Effondrement du système de santé au Québec: Urgence! (2012)

Image hôpital

Roger-Luc Chayer (Image: Gay Globe)

Tous les signaux sont réunis au Québec, en 2012, pour en venir à la seule conclusion possible, le système de santé s’est effondré dans ses fondements les plus élémentaires comme l’accès universel et l’État persiste à le cacher. C’est la profonde conviction exprimée par André V. (qui souhaite garder l’anonymat) quant à son aventure avec le système de santé québécois.

Tous les signaux sont réunis au Québec, en 2012, pour en venir à la seule conclusion possible : le système de santé s’est effondré dans ses fondements les plus élémentaires, comme l’accès universel, et l’État persiste à le cacher.

C’est la profonde conviction exprimée par André V. (qui souhaite garder l’anonymat) concernant son expérience avec le système de santé québécois. Il a souhaité nous accorder une entrevue pour dénoncer les problèmes et surtout l’hypocrisie du système de santé, qui, appuyé par ce qu’il décrit comme un « je-m’en-foutisme impérial » du ministre de la Santé Yves Bolduc, ne permet plus de soigner les Québécois.

Souffrant de plusieurs symptômes inexpliqués pendant de nombreuses années, comme des problèmes cardiaques, des douleurs abdominales, des troubles de la concentration et des résultats d’analyses sanguines toujours anormaux, son médecin de clinique d’urgence l’a référé au département d’hématologie de l’Hôpital Notre-Dame de Montréal pour en trouver l’origine. André a attendu près de quatre ans et demi avant de pouvoir enfin voir un hématologue qui, après avoir ordonné quelques tests sanguins complémentaires, lui a diagnostiqué une maladie génétique appelée hémochromatose.

L’hémochromatose est un trouble génétique qui cause une accumulation de fer dans le sang et des dommages à long terme aux principaux organes. Le seul traitement disponible pour réduire le taux de fer est la phlébotomie, une procédure qui consiste à retirer une grande quantité de sang du patient sans le remplacer, de manière à forcer le corps à produire du nouveau sang avec les réserves de fer accumulées, abaissant ainsi les réserves totales. Un patient peut subir plus de vingt phlébotomies par an et doit continuer ces traitements pour le reste de sa vie. Pour André, qui habite à quelques pas de l’Hôpital Maisonneuve-Rosemont, il est impossible de recevoir ses traitements à cet hôpital car son médecin n’y est pas rattaché, ni à Notre-Dame où la liste d’attente est de plus de deux ans.

André a finalement réussi à recevoir des traitements à l’Hôpital du Lakeshore de Pointe-Claire et doit parcourir plus de 50 kilomètres aller-retour pour se faire traiter.

Pire encore, la maladie lui cause une atteinte importante de ses glandes productrices de testostérone, une hormone masculine responsable de la libido et du tonus musculaire. Or, le seul traitement efficace pour lui, les injections de testostérone (le gel topique étant inefficace dans son cas) est indisponible depuis quelques mois au Québec en raison d’une rupture de stock.

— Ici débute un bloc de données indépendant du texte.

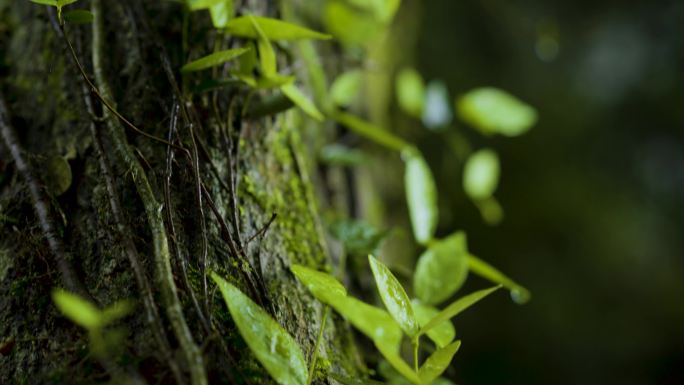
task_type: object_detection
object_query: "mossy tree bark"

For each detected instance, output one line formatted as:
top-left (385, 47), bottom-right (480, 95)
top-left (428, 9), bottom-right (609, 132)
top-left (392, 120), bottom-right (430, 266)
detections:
top-left (0, 0), bottom-right (362, 384)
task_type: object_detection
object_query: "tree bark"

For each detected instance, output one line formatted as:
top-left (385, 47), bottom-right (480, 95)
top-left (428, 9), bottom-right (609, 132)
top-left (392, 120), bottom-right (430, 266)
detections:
top-left (0, 0), bottom-right (362, 384)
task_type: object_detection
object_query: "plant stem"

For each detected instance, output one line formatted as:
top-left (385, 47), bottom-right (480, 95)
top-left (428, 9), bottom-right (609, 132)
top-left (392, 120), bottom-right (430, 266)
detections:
top-left (306, 305), bottom-right (330, 385)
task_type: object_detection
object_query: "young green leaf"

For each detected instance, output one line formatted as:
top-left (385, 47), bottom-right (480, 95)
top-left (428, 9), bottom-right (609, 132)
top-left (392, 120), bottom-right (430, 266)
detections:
top-left (211, 272), bottom-right (308, 385)
top-left (181, 48), bottom-right (250, 73)
top-left (290, 264), bottom-right (347, 305)
top-left (330, 70), bottom-right (363, 107)
top-left (226, 16), bottom-right (331, 41)
top-left (468, 254), bottom-right (531, 304)
top-left (375, 344), bottom-right (422, 385)
top-left (404, 153), bottom-right (438, 244)
top-left (368, 255), bottom-right (420, 337)
top-left (280, 84), bottom-right (325, 122)
top-left (413, 231), bottom-right (468, 305)
top-left (412, 300), bottom-right (456, 348)
top-left (456, 87), bottom-right (537, 136)
top-left (247, 15), bottom-right (278, 78)
top-left (330, 296), bottom-right (402, 354)
top-left (463, 149), bottom-right (500, 201)
top-left (52, 289), bottom-right (103, 330)
top-left (395, 68), bottom-right (425, 119)
top-left (420, 285), bottom-right (501, 334)
top-left (64, 9), bottom-right (93, 24)
top-left (333, 111), bottom-right (412, 151)
top-left (418, 341), bottom-right (461, 385)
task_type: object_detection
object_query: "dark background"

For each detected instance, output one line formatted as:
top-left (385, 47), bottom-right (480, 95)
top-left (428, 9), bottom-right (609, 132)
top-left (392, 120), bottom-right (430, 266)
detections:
top-left (404, 0), bottom-right (684, 385)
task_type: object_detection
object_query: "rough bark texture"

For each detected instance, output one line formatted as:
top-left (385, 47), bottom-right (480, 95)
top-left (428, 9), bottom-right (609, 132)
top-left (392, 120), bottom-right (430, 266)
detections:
top-left (0, 0), bottom-right (360, 384)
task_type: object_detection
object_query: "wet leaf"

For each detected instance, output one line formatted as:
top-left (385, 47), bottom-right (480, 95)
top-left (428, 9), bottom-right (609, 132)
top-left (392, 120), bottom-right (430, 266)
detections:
top-left (280, 84), bottom-right (325, 122)
top-left (395, 68), bottom-right (425, 119)
top-left (413, 231), bottom-right (468, 305)
top-left (330, 219), bottom-right (389, 257)
top-left (290, 264), bottom-right (347, 305)
top-left (368, 255), bottom-right (420, 337)
top-left (418, 341), bottom-right (461, 385)
top-left (330, 70), bottom-right (363, 107)
top-left (226, 16), bottom-right (331, 41)
top-left (420, 286), bottom-right (501, 334)
top-left (211, 273), bottom-right (308, 385)
top-left (404, 153), bottom-right (438, 244)
top-left (463, 149), bottom-right (500, 200)
top-left (412, 300), bottom-right (456, 348)
top-left (468, 254), bottom-right (531, 304)
top-left (181, 48), bottom-right (250, 73)
top-left (52, 289), bottom-right (103, 330)
top-left (64, 9), bottom-right (93, 25)
top-left (456, 87), bottom-right (537, 136)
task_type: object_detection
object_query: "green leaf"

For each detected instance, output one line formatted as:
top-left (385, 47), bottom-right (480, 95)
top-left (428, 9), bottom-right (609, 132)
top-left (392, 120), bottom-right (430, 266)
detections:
top-left (319, 144), bottom-right (369, 166)
top-left (330, 219), bottom-right (389, 257)
top-left (456, 87), bottom-right (537, 136)
top-left (395, 68), bottom-right (425, 119)
top-left (418, 341), bottom-right (461, 385)
top-left (420, 285), bottom-right (501, 334)
top-left (280, 84), bottom-right (325, 122)
top-left (413, 231), bottom-right (468, 305)
top-left (31, 0), bottom-right (57, 7)
top-left (333, 111), bottom-right (412, 151)
top-left (330, 296), bottom-right (402, 354)
top-left (102, 300), bottom-right (135, 325)
top-left (375, 344), bottom-right (422, 385)
top-left (64, 9), bottom-right (93, 24)
top-left (211, 272), bottom-right (308, 385)
top-left (411, 300), bottom-right (456, 348)
top-left (247, 15), bottom-right (278, 78)
top-left (181, 48), bottom-right (250, 73)
top-left (404, 153), bottom-right (438, 244)
top-left (463, 149), bottom-right (500, 201)
top-left (422, 81), bottom-right (454, 130)
top-left (368, 255), bottom-right (420, 337)
top-left (468, 254), bottom-right (531, 304)
top-left (330, 70), bottom-right (363, 107)
top-left (209, 0), bottom-right (235, 28)
top-left (290, 264), bottom-right (347, 305)
top-left (52, 289), bottom-right (103, 330)
top-left (226, 16), bottom-right (331, 41)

André pourrait devoir attendre encore quelques mois avant de pouvoir commencer son traitement hormonal puisque le médicament, normalement disponible au Québec, est introuvable car les compagnies pharmaceutiques n’en produisent pas assez, faisant ainsi monter le prix. Encore un autre débat qui ne semble pas préoccuper le ministre Bolduc, malgré les ruptures de stock pour de nombreux autres médicaments injectables, comme ceux contre le cancer. André doit consacrer un temps important à la recherche de médecins, à la prise de rendez-vous, et à la vérification des atteintes d’organes avec des examens d’échographie demandés par ses médecins, mais qui font l’objet de listes d’attente de plus de deux ans à Montréal.

Pendant ce temps, le ministre Bolduc, avec son « je-m’en-foutisme impérial », ne semble pas vouloir intervenir pour régler les problèmes d’accès à la santé de première ligne des Québécois, qui s’en plaignent au quotidien dans les médias, probablement parce que les coûts engendrés par une quelconque amélioration sont astronomiques. Mais est-ce que la solution réside dans de nouveaux budgets ou dans une gestion plus efficace du temps par les professionnels de la santé? La question devra se poser tôt ou tard!